Brexit : la campagne référendaire vire à l’affrontement personnel
Le référendum pour ou contre le maintien du Royaume-Uni au sein de l’Union européenne vire à l’aigre. Le parti conservateur affiche ses divisions et le débat prend une tournure très personnelle entre le partisan du maintien David Cameron et le Hérault du Brexit Boris Johnson. Ce vendredi 20 mai, plusieurs centaines de représentants du monde de la culture publient une lettre ouverte en faveur du maintien. Le Labour est toujours inaudible mais a décidé de mobiliser les jeunes, considérés comme une des clés du scrutin. Un choix qui pourrait être judicieux quand une étude montre qu’un étudiant sur cinq n’est pas inscrit sur les listes électorales et ignore la date du référendum.
Ce sont près de 200,000 jeunes inscrits à l’université qui n’apparaissent pas sur les registres de vote. La faute à une modification des inscriptions mise en place par les conservateurs après les élections générales. La plupart d’entre-eux vorent dans la vile où ils étudient mais le scrutin aura lieu durant les vacances universitaires. Mais les étudiants britanniques semblent aussi déconnectés du débat sur le référendum. Plus de 60% des interrogés ignorent la date à laquelle il aura lieu et quelque 54% ne savent pas qu’il se déroule en juin.
Le parti travailliste a donc décidé de s’adresser particulièrement à la jeunesse. Il tente de mobiliser des 18-25 ans qui se détournent de la politique. Il y a un an, lors des élections générales, seuls 45% de cette tranche d’âge a voté alors que la participation a atteint 66%. Corbyn entend profiter de son aura parmi les jeunes pour les mobiliser. Reste que, pour l’heure, le leader travailliste séduit la jeunesse conscientisée et elle est loin d’être majoritaire. Cela étant, le Labour tente de mener sa propre campagne référendaire en évitant les tribunes partagées avec les tories. Il évite de rééditer le précédent du référendum sur l’indépendance de l’Ecosse. Il avait alors fait campagne commune avec les conservateurs et en paie encore le prix fort.
Le Labour axe son propos sur l’Union européenne comme outil de défense des droits des salariés, à l’unisson de l’essentiel du mouvement syndical britannique. Ce faisant, il tâche de mobiliser en faveur du maintien les bataillons de la classe ouvrière du Nord de l’Angleterre qui au mieux resterait chez elle quand elle ne tend pas vers le brexit.

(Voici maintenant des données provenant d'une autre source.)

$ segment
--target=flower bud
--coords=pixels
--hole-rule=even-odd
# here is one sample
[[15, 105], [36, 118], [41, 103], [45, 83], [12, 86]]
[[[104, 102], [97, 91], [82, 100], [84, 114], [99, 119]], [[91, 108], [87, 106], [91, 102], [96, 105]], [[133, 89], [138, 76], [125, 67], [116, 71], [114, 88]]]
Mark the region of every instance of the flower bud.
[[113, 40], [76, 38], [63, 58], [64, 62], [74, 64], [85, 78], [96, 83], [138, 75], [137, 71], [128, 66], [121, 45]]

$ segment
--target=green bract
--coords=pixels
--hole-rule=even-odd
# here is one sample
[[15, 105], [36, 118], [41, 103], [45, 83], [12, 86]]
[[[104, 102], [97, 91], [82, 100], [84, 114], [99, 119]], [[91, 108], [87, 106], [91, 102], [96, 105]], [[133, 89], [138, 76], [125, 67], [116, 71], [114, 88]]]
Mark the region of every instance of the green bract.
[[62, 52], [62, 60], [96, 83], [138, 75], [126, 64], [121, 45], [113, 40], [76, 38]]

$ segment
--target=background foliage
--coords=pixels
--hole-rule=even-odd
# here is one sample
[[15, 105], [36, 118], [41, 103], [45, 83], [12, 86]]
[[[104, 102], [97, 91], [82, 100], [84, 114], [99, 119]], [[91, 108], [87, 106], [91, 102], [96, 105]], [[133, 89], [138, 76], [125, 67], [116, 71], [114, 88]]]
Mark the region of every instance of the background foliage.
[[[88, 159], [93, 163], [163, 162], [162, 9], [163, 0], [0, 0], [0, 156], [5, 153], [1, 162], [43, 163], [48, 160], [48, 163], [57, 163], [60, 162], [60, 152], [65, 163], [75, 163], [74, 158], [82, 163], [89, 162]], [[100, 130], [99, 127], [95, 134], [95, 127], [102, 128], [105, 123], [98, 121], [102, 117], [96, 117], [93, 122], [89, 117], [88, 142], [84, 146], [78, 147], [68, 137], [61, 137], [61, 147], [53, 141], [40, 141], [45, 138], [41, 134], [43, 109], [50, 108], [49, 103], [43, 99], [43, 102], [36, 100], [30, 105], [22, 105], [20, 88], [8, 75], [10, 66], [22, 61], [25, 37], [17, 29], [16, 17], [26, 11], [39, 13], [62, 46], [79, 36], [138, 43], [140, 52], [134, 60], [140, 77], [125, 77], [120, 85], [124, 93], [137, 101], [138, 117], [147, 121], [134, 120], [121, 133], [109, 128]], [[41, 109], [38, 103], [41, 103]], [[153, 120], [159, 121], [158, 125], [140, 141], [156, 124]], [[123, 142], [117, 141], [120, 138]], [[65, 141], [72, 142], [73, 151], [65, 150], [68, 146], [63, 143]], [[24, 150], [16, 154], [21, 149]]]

Mais c’est bien du côté des tories que l’essentiel du débat se concentre depuis la confirmation que référendum il y aura. Et, dans ce parti traditionnellement divisé sur la question, le débat prend les allures de « psychodrame », selon David Cameron lui même. Pour éviter de l’alimenter, il a refusé de participer à un débat télévisé avec les tenors du Brexit que sont ses anciens amis Michael Gove, secrétaire d’État à la justice, et surtout Boris Johnson, ancien maire de Londres. Le premier ministre cible particulièrement un « Bo Jo » réputé pour son opportunisme. Cameron a rappelé jeudi 19 mai que, dans ses discussions privées, Johnson « ne s’est jamais considéré » comme un partisan de la sortie de l’Europe.
Une attaque qui répond, à quelques jours de distance, aux accusations proférées par Johnson à l’encontre du Premier ministre. Alors que Cameron avait estimé que « le chef de Daesh devait sûrement se féliciter de ce que le Royaume-Uni puisse quitter l’Europe », « Bo Jo » a estimé que l’accord obtenu par le premier ministre avec l’Union européenne était « sans valeur » et destiné à endormir les Britanniques. L’heure est à l’escalade entre les deux hommes alors que l’ancien maire de Londres a bien du mal à cacher son ambition de remplacer Cameron au 10 Downing Street.
Mais Johnson est aussi son propre pire ennemi. La grande gueule de Westminster a franchi une ligne rouge en comparant le projet d’intégration politique au coeur de l’Union européenne et la visée hégémonique de Hitler. Difficile, face à ce genre d’arguments des deux côtés, de faire entendre une voix plus proche des réalités.
Alors que le débat est très centré sur les enjeux économiques, côté tories, plus de 250 personnalités de la culture ont publié le 20 mai une tribune défendant le maintien dans l’Union européenne. Des acteurs comme Benedict Cumberbatch et Keyra Knightley, des réalisateurs tels Dany Boyle, des écrivains comme John Le Carré ou des chanteurs ont défendu l’idée que le rayonnement intellectuel et culturel de la Grande-Bretagne est plus important avec l’Europe.